I didn't tell Clara about the book.
About the pages.
About Noah's name bleeding through.
Because I knew…
It already knew.
---
The house had begun to change again.
Quietly.
No doors slammed.
No glass shattered.
No screams in the dark.
But walls were shifting.
Staircases lengthened.
Closets deepened.
And in the far corner of the second floor—a door appeared that had never been there before.
Simple. White.
No handle.
Just a small spiral carved dead center.
---
Clara never mentioned it.
She walked past it without even looking.
But her footsteps slowed near it.
Just slightly.
Like her body knew more than her mind did.
---
The sprout in the backyard reached her height by the end of the week.
Its bark had turned gray-black, like cooled ash.
Its leaves were red now.
Veined with something that shimmered gold under moonlight.
The kind of red that doesn't belong to plants.
The kind of red that remembers blood.
---
That's when the voice started.
---
It began one night, around 3 a.m.
A single word.
Whispered from the spiral door upstairs.
Soft. Like breath.
Like the house exhaling his name:
> "Noah."
---
Clara froze when she heard it.
We both did.
She looked up at the ceiling like it might collapse inward.
Then turned to me.
> "It's not him," she whispered.
But her eyes… they wanted to believe it was.
---
The next day, she didn't speak.
At all.
She just stood near the door.
Pressing her palm to it.
Listening.
---
At midnight, I woke to find the book on my chest.
I didn't place it there.
And I hadn't touched it in days.
It was open to a fresh page:
> "The voice sealed in bark
Will return in red.
The name that burned
Will bloom again.
But only one may speak it."
---
Underneath that, a phrase etched in my own handwriting:
> "If she says it first, he stays.
If you say it first, he sleeps."
---
Clara came down the stairs slowly.
Like she'd heard it too.
But I could tell—her voice was almost gone.
She tried to say "Mom," but only a rasp came out.
The book had started sealing her now.
Just like it did to me.
But slower. Gentler.
Almost like it wanted her to win.
---
> "He's not in there," I said, nodding to the spiral door.
Clara didn't answer.
She just looked out the window.
Where the tree had once stood.
Where the new one now reached toward the attic window like a hand ready to knock.
---
Then… the spiral door opened.
On its own.
No creak.
No wind.
Just a slow, deliberate swing.
And behind it—nothing.
No hallway.
No room.
Just blackness.
And from within, a sound:
Footsteps.
Small. Bare. Familiar.
And then—
> "Mom?"
It was Noah's voice.
Perfect.
Clear.
Alive.
---
Clara gasped.
Ran toward it.
I screamed, lunged after her—pulled her back.
My voice worked again, sharp with panic.
> "That's not him!"
> "You don't know that!"
> "I do! Because if it was—he wouldn't need a name to come back!"
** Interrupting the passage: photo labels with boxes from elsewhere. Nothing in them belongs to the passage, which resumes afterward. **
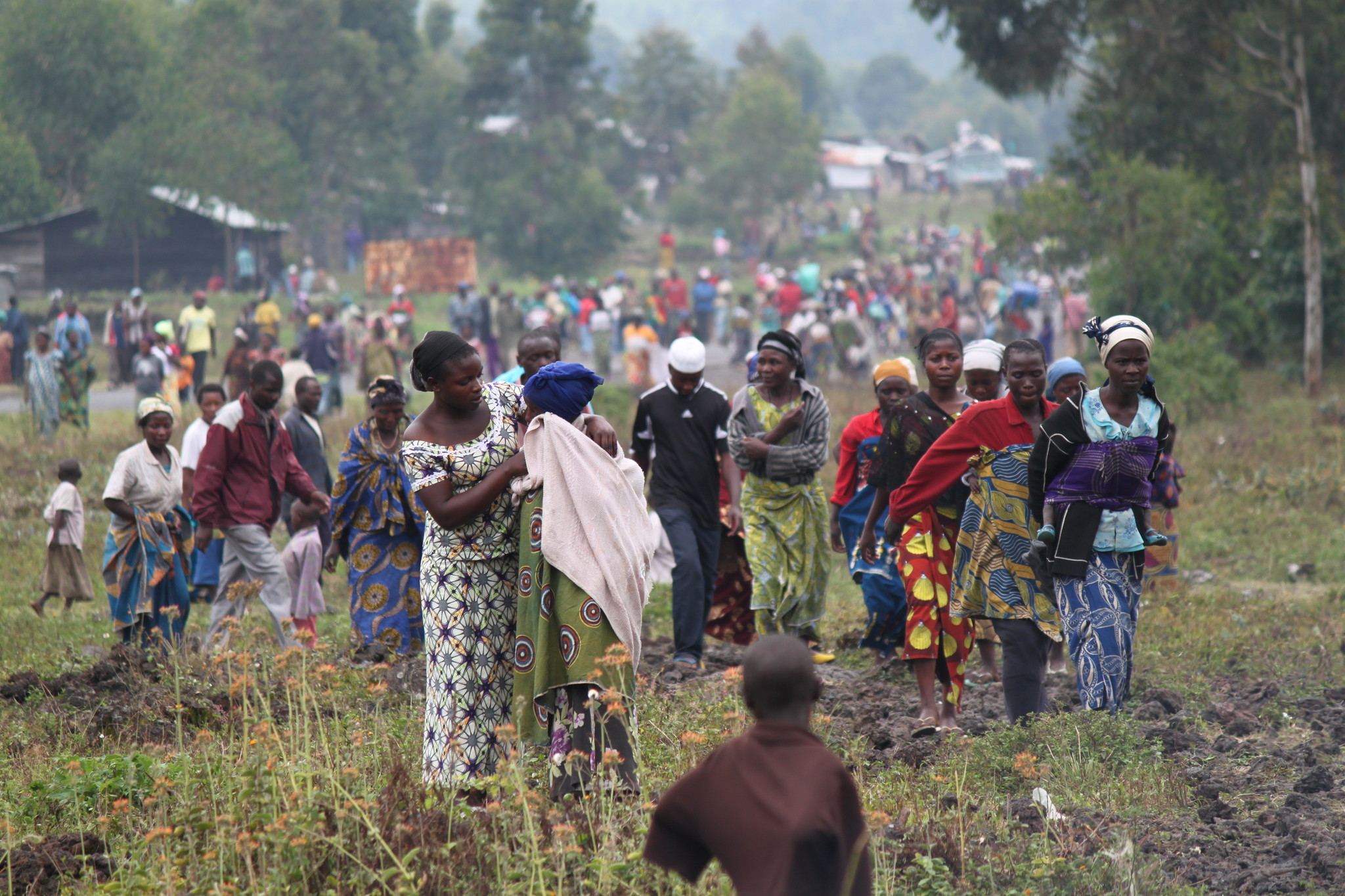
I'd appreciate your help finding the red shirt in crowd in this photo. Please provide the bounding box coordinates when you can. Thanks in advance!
[888,395,1057,523]
[775,280,803,326]
[663,277,686,312]
[831,408,882,507]
[191,393,313,532]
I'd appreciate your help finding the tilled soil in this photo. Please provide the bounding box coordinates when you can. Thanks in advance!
[0,645,289,744]
[0,833,113,896]
[642,638,1345,895]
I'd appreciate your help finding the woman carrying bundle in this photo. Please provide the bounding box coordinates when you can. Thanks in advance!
[512,362,653,800]
[402,330,616,802]
[860,326,975,735]
[1028,314,1170,714]
[102,398,196,646]
[729,330,835,662]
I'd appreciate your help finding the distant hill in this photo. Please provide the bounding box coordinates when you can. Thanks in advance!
[454,0,961,78]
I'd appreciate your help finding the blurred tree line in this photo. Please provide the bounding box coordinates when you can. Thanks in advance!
[0,0,1063,280]
[0,0,850,274]
[914,0,1345,393]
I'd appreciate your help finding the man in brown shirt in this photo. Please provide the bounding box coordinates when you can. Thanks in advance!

She looked at me, eyes wild.
> "But what if he's trapped? What if all of this was for that—to bring him back the right way?"
---
From the black doorway:
> "Clara… please."
The voice cracked.
Tears behind it.
Just like Noah's always sounded when he needed her.
---
She took a step forward.
I opened the book.
Pages flipped.
I reached the last one—the final blank.
The ink was already rising.
And two lines began forming at the same time:
> "CLARA — Noah."
"AMELIA — Noah."
Only one would finish.
Only one name would be spoken.
Only one voice would reach him.
---
I looked up.
Clara's lips were opening.
The spiral stitching crawling up her throat, unraveling.
The house leaned forward.
Like it was listening.
Waiting.
---
I did what I had to do.
I spoke his name first.
> "NOAH."
---
The book snapped shut.
The door slammed like thunder.
And Clara collapsed.
---
She didn't cry.
She didn't scream.
She just lay there.
Silent.
And when she looked up at me—
Her eyes were no longer green.
Just dark.
Heavy.
Empty.
Like the root had left her too.
---
We buried the book.
Beneath the new tree.
We didn't speak again for a long time.
---
The spiral door disappeared.
The tree stopped growing.
Clara painted her room black.
I painted mine white.
Opposites in a house we could no longer call haunted.
Because it was no longer angry.
Just quiet.
---
Sometimes I still hear him.
In my dreams.
Not calling me.
Not calling anyone.
Just laughing.
The way he used to.
And then whispering the same thing over and over:
> "I didn't want to come back.
You were supposed to let her say it."